The top 99 executives at Arkansas’ 21 public companies together earned more than $197 million in 2006.

More than a third of that total compensation came from the values of each executive’s stock and/or option awards, an amount previously excluded from the Business Journal’s public companies’ executive compensation list.

Following the rising trend of linking executive compensation to company performance, the Financial Accounting Standards Board in December 2004 issued new standards requiring public entities to report employee stock-based compensation according to the fair value of that company’s stock on the grant-date.

For the majority of companies on the list, the most recent annual reporting period was the first to fall under the revised standards, which explains the huge jump in the year-over-year comparison for each executive’s total annual compensation.

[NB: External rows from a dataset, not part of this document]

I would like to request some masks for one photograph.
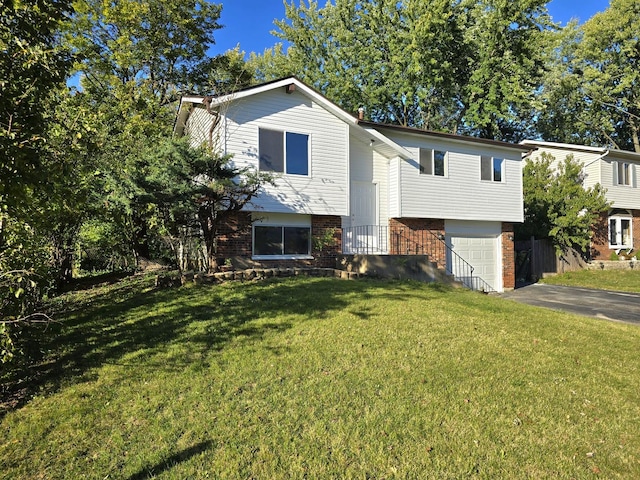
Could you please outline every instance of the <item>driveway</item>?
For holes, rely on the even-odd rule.
[[[534,283],[500,295],[537,307],[640,325],[640,294]]]

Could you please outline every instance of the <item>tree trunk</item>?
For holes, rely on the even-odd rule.
[[[149,260],[151,251],[149,248],[149,235],[147,220],[135,212],[131,215],[132,229],[132,247],[136,266],[140,266],[140,259]]]

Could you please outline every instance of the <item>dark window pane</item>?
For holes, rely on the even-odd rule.
[[[493,180],[495,182],[502,181],[502,159],[501,158],[493,159]]]
[[[310,233],[309,227],[284,227],[285,255],[308,255]]]
[[[609,220],[609,245],[618,244],[618,232],[616,230],[617,222],[615,218]]]
[[[431,153],[432,150],[430,149],[420,149],[420,173],[424,175],[431,175],[433,173]]]
[[[433,152],[433,174],[444,177],[444,156],[445,152],[435,150]]]
[[[284,143],[282,132],[260,129],[260,170],[284,172]]]
[[[282,227],[255,227],[254,255],[282,255]]]
[[[309,174],[309,135],[287,132],[287,173]]]
[[[480,179],[491,180],[491,157],[480,157]]]
[[[622,234],[622,245],[631,245],[631,221],[627,219],[620,220],[620,233]]]

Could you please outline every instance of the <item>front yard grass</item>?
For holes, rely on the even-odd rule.
[[[551,285],[640,293],[640,262],[637,270],[578,270],[546,277],[542,282]]]
[[[634,326],[328,278],[54,306],[2,376],[3,479],[640,478]]]

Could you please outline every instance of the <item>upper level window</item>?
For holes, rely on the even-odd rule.
[[[614,185],[631,185],[631,165],[625,162],[613,162]]]
[[[441,150],[431,150],[429,148],[420,149],[420,173],[423,175],[435,175],[444,177],[446,171],[447,152]]]
[[[609,214],[609,248],[633,248],[632,217],[624,210],[614,210]]]
[[[309,175],[309,135],[259,130],[260,170]]]
[[[504,160],[486,155],[480,157],[480,179],[501,182],[503,177]]]

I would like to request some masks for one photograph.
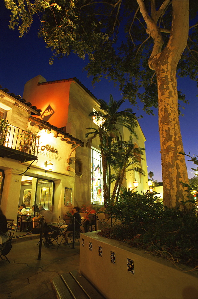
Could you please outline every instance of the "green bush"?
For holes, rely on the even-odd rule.
[[[170,259],[172,256],[176,262],[196,267],[198,217],[195,209],[181,211],[166,208],[164,210],[153,193],[133,193],[114,206],[109,206],[106,211],[121,224],[99,234]]]

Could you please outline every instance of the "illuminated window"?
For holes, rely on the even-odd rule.
[[[91,149],[91,199],[93,205],[103,205],[102,165],[100,152]]]
[[[93,111],[94,112],[96,112],[97,111],[96,109],[93,108]],[[105,121],[105,120],[104,118],[94,118],[95,117],[93,117],[93,121],[94,123],[95,123],[96,125],[98,126],[99,127],[100,126],[102,126],[104,122]]]

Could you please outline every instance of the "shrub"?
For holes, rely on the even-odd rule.
[[[198,217],[195,209],[164,210],[153,193],[134,193],[108,206],[106,210],[121,224],[104,228],[99,234],[197,266]]]

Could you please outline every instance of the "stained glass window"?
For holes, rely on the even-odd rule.
[[[93,205],[103,205],[102,165],[100,152],[91,149],[91,201]]]

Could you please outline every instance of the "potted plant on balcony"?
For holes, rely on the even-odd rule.
[[[8,124],[8,120],[1,118],[0,117],[0,144],[5,145],[6,137],[7,134],[9,132],[10,129],[10,126]]]
[[[34,154],[36,140],[39,137],[38,132],[33,132],[32,130],[20,129],[18,132],[17,138],[19,141],[18,149],[24,152],[29,152],[31,150],[32,154]]]

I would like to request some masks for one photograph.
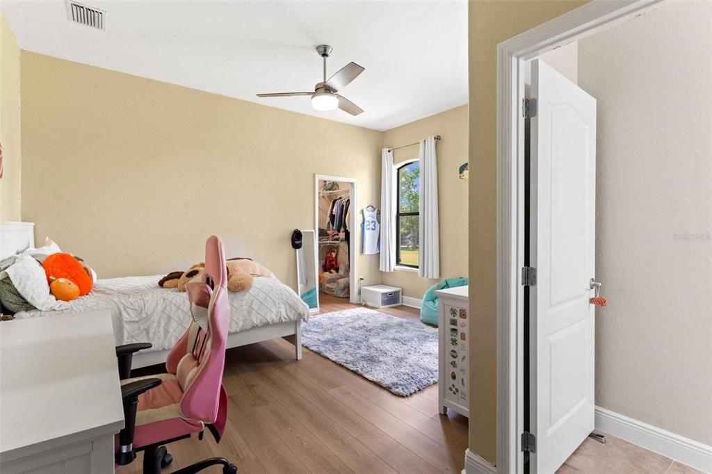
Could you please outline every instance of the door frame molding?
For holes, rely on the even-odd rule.
[[[524,71],[527,61],[663,0],[593,0],[497,46],[497,472],[522,473]]]

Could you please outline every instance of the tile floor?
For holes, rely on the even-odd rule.
[[[588,438],[566,460],[557,474],[698,474],[700,471],[669,458],[606,435],[606,443]]]

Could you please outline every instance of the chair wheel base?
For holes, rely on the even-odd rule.
[[[173,462],[173,455],[168,452],[165,446],[158,448],[158,458],[161,460],[161,468],[170,465]]]

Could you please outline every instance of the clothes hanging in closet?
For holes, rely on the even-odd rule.
[[[348,214],[351,206],[349,198],[337,198],[329,204],[328,221],[335,232],[342,232],[348,228]]]

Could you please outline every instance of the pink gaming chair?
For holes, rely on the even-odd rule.
[[[142,451],[144,474],[158,474],[173,460],[162,444],[194,433],[202,439],[205,428],[219,442],[227,418],[227,394],[222,386],[230,324],[226,285],[222,242],[214,236],[205,243],[201,280],[188,283],[193,320],[168,355],[167,373],[129,378],[133,354],[151,344],[116,348],[125,420],[115,443],[117,464],[133,462],[136,451]],[[222,465],[225,474],[237,473],[224,458],[206,459],[175,473],[197,473],[215,465]]]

Take this year’s highest-paid executive for an example. Lee Scott Jr., president and CEO of Wal-Mart Stores Inc., earned $29.7 million in 2006, with $23.4 million of that total coming from the value of his stock and option awards at the end of Wal-Mart’s last fiscal year, regardless of whether those awards were granted in the last fiscal year.

Without taking this figure into account, Scott would have reported $6.3 million, just $100,000 more than 2005.

Scott’s 2006 total was more than the combined totals of the next two highest-paid executives. No. 2 on the list also works for Wal-Mart: Vice Chairman and Chief Administrative Officer John Menzer, who earned $14.5 million.

Next is Scott Ford, CEO of Alltel Corp, who earned $13.4 million. Even without $4.3 million in stock and option awards, Ford had a pretty good year thanks to a 136 percent bump in bonus and performance pay, up to $4.4 million, which was the biggest bonus earned by a single Arkansas executive in 2006.

It’s no wonder Ford earned the big bucks. In the company’s last fiscal year, he oversaw the complicated spin-off/merger of Alltel’s wireline division, which formed Little Rock-based Windstream Corp., one of two new companies on this year’s list.

The transaction, which closed in July, helped relieve Alltel of more than $5 billion in debt and transformed the company into a pure-play wireless carrier. With that, income from the company’s continuing operations rose 12 percent in 2006 to $823.7 million.

Those developments, coupled with the ongoing buyout speculation, helped drive Alltel’s stock back up above $65 a share, the same price for the stock prior to the spin-off.

Jeff Gardner, the CFO of Alltel who was transformed into CEO of Windstream, also had a windfall year. Gardner made roughly $5 million in each of his roles last year. His combined total of $9.7 million vaulted him into the top five, up from 13th last year.

Francis Frantz also crossed over from Alltel to Windstream. He earned $3 million in his new role as chairman of Windstream’s board of directors. However, his 2006 compensation for his former role as executive vice president was not disclosed in Alltel’s proxy statement, presumably because he was not one of the five highest-paid executives.

Three other new Windstream executives debuted on the list this year: CFO Brent Whittington, COO Keith Paglusch and General Counsel and Secretary John Fletcher. Home Bancshares was the other Arkansas company to go public last year – on June 23, to be exact, with a $51 million stock offering.

As a result, five more executives joined the list: Chairman and CEO John Allison, CFO and Treasurer Randy Mayor, President and COO Ron Strother and bank Presidents Tracy French and Randall Sims.

Pocahontas Bancorp of Jonesboro and all of its executives fell off the list after IberiaBank Corp. of Lafayette, La., bought the bank’s holding company for $76 million, a deal that closed in February.

On average, Arkansas public company executives were paid $2.1 million in 2006. Total compensation doesn’t include each executive’s change in pension value, which is outlined in some of the companies’ proxy statements.